Pro: You can use full power of play's mvc and routing mechanisms
Con: Many cms features such as modifying the virtual path or automatic inclusion in search are not available
Choose this if you need the full power of play's controllers and routing.
You can share the main layout template(s) between cms and non-cms pages. For this, you use the Page interface as parameter in your main template. The CMS' PageBlock implements Page, and in non-cms pages you instantiate a StandalonePage object, which contains general page info like title, description, and alternate language urls.

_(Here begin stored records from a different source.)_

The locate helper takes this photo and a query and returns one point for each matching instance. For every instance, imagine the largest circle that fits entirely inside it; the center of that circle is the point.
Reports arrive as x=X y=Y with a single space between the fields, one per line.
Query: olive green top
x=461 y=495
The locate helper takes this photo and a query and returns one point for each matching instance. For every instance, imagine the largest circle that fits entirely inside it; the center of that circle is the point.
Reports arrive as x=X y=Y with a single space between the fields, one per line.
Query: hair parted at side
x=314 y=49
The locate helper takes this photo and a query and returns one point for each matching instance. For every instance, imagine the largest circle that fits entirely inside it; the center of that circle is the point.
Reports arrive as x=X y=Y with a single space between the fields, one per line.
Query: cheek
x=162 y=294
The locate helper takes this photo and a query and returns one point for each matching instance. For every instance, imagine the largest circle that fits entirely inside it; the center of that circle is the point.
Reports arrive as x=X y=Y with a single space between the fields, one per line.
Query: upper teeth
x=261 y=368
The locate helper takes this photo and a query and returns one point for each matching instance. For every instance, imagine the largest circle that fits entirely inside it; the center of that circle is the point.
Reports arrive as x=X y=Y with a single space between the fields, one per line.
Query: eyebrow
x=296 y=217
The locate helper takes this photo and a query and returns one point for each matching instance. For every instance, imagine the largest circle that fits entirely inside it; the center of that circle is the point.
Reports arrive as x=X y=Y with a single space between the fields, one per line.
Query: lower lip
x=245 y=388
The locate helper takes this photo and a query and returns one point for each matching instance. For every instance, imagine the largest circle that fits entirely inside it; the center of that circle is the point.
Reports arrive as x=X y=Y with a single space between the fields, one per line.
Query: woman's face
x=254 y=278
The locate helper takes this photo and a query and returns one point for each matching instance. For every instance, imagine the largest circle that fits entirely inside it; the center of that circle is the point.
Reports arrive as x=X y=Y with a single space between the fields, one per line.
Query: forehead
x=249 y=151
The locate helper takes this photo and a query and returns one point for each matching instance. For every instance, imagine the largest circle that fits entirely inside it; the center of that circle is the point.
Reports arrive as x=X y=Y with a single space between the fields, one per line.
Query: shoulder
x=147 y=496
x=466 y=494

The language urls are optional and will enable language switching on non-cms-pages just like for cms pages. If you skip this, the default language selector will point to the selected language's homepage instead.
Example:
ProductController.java:
StandalonePage page = new StandalonePage("product.list.page.title", "product.list.page.description")
.addAlternateLanguageUrl("en", "/products")
.addAlternateLanguageUrl("de", "/produkte");
return ok(productList.render(products, page));
productList.scala.html:
@(products: List[product], page: ch.insign.cms.models.StandalonePage)
@import ch.insign.cms.models.StandalonePage
@main(page) {
... your template code ...
}
You can add your application pages to the cms navigation by adding a LinkBlock to the navigation tree. Just like adding a cms page, but it will only link to your application page. The admin still can name, and translate the link text, move it around etc.
Important: The LinkBlock has the usual permissions and time-control settings, but this only covers the navigation entry: Your application page is cms-independent, you need to protect access yourself.
The output of cms pages is passed through the filter framework, which allows processing/modifying content. Most notably, this is used for processing <a> tag href targets (internally they're stored with a pointer to the target page, e.g. <a >
. The filter will convert them to a valid tag on output).
To process your non-cms page's content by the cms filter framework, use this in your controllers:
return ok(CMS.getFilterManager().processOutput(views.html.mytemplate.render(), null));
Pro: All cms features like search indexing, permission/time controls etc. will work. The admin can create multiple page instances and configure them through your block edit template.
Con: You cannot use Play's controllers and routes
Choose this if your application does not require extensive interaction through different routes or if the interaction is done by ajax. Or if the admin should be able to create multiple pages with different settings.
Html render()
and return the page's contentHtml editForm(Form editForm)
and return the page's edit form (optional)boolean isSearchable()
(or use setSearchable()
) to set whether your page should appear in the search indexResult routeRequest(NavigationItem navItem)
, but at the expense of some cms features (not recommended).Creating a cms block instead of a cms page means you / the admins can and and place your application content blocks freely, multiple times, on every page (that is configured to take this block type as subcontent), like other cms blocks. Technically, do the same steps as described above.
Hint: You can configure which blocks can be added where:
To use cms-managed content into your application, simply use the cms' API to get the desired object and its content. It's suggested to use a key to identify them.
Example from code:
AbstractBlock.find.byKey("someKey").render();
Note: This method will create an empty block if no block with this key exists.